Pour moi je ne connais ni leurs noms ni leurs faces,
Mais je les sais petits et trompeurs et voraces
Et n’ayant que l’amour des gloires et du bien.
Moi qui vis au milieu des hommes et des femmes
Pourtant, et ne devrais plus m’ébahir de rien,
Je demeure étonné devant ces pauvres âmes.
III. Sonnet
Ne m’accuse jamais de mensonge, ô ma Douce !
Je ne t’ai pas menti.

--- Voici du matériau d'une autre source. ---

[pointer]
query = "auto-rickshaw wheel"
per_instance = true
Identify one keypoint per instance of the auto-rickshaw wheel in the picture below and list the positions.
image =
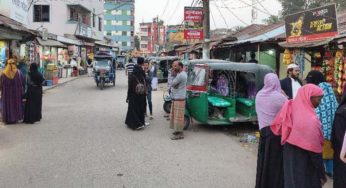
(167, 106)
(187, 122)
(102, 84)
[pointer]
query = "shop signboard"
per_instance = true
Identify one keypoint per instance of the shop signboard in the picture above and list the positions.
(15, 9)
(193, 34)
(194, 14)
(311, 25)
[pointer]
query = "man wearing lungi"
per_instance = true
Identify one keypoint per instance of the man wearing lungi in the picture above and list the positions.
(178, 98)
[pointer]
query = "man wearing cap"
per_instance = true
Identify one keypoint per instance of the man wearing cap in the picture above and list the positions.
(291, 83)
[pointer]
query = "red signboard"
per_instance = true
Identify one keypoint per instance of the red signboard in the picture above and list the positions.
(312, 25)
(194, 14)
(193, 34)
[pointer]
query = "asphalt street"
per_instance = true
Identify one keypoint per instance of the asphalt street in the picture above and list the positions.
(82, 141)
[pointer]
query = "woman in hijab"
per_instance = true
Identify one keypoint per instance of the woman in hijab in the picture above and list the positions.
(11, 86)
(269, 101)
(135, 118)
(325, 112)
(338, 132)
(33, 105)
(302, 139)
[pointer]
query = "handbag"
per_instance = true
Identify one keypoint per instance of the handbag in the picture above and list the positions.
(140, 88)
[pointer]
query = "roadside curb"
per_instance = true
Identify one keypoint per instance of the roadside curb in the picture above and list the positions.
(59, 84)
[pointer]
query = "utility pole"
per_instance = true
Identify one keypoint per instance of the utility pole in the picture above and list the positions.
(206, 30)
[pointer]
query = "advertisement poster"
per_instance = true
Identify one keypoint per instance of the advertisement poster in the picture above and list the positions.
(193, 27)
(15, 9)
(194, 14)
(312, 25)
(193, 34)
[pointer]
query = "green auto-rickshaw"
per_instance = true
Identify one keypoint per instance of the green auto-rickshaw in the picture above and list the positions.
(222, 92)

Je ne te mens jamais.
Je ne fus point toujours irréprochable, mais
Ce blâme immérité de toi, je le repousse.
Certes, je crains ta voix lorsqu’elle se courrouce,
Je crains mortellement cette voix que j’aimais,
La voix à qui je dois obéir désormais,
Et, lorsqu’elle a dicté, mon courage s’émousse.
Mais, sous ton regard clair qui pénètre mes reins,
Plutôt que de mentir, ô l’être que je crains !
Lorsqu’il fallait parler, je me suis abstenue.
Je dis la vérité, comme au temps du trépas ;
Et devant ton regard voici mon âme nue,
Devant ce regard clair qui ne pardonne pas.
IV. Sonnet irrégulier
To me, fair friend yon never can be old.
Shakespeare, sonnet CIV
Tu ne vieilliras point à mes yeux, ô très belle !
Jamais tu ne perdras ce rythme de ton corps
Parfait et ressemblant aux plus nobles accords,
Et tu demeureras dans mes yeux, éternelle.
En ce temps si lointain de ta beauté décrue,
Je te verrai toujours comme aux temps de jadis,
Virginalement blonde et longue autant qu’un lys,
Telle qu’au soir lointain où tu m’es apparue.
Toi que j’aime, ne crains donc plus le temps futur,
Ni le front moins laiteux, ni le regard moins pur,
Ni, dans le sablier, le glissement des sables.
Malgré l’aspect futur que tu revêtiras
Et les rides, et les rides inévitables !
Dans mes fidèles yeux tu ne vieilliras pas…
V. Pendant qu’Elle chantait en s’accompagnant ― Sonnet précieux
How oft, when thou, my music, music sweetly play’st…
Shakespeare, sonnet CXXVIII
Sous tes doigts lents et doux naît la lente musique
Et mon cœur est pareil aux cordes sous tes doigts.
Soumis, il accompagne et commente ta voix
Et comme eux il subit le servage rythmique.
En esclave, je sers le vouloir despotique
De tes accents réglés selon les justes lois,
Et je pleure, à ton gré, les baisers d’autrefois,
A ton gré, je gémis et supplie et réplique.
Instrument dont l’écho se prolonge et ravit,
O bois mort, plus heureux que la bouche qui vit,
Toi le confident cher des soucis et des fièvres !
Obéis comme moi, le serviteur, l’amant.
Pourquoi préfères-tu ces cordes à mes lèvres,
Puisque aussi bien tu les fais vivre infiniment ?
VI. Sonnet
O, for my sake do you with Fortune chide,
The guilty goddess of my harmful deeds.
Shakespeare, sonnet CXI
Ah ! ne me blâme plus, mais blâme mon destin
De tout ce que je fis de laid et de coupable !
Car lui seul enfonça mes pieds nus dans le sable
Où je m’abîme, avec un appel au lointain.
Ne me blâme donc plus de ce regard hautain
Qui pèse ma pensée et me juge et m’accable !
On a menti… Je suis le jouet de la fable,
Et l’on raille en parlant de moi dans un festin.
Ton regard clair me trouble et me décontenance…
Oui, je le sais, j’eus tort en mainte circonstance,
Et, très pieusement, je rougis devant toi.
Mais partout la douleur m’a traquée et suivie.
Ne me blâme donc plus ! Plutôt, console-moi
D’avoir si mal vécu ma lamentable vie.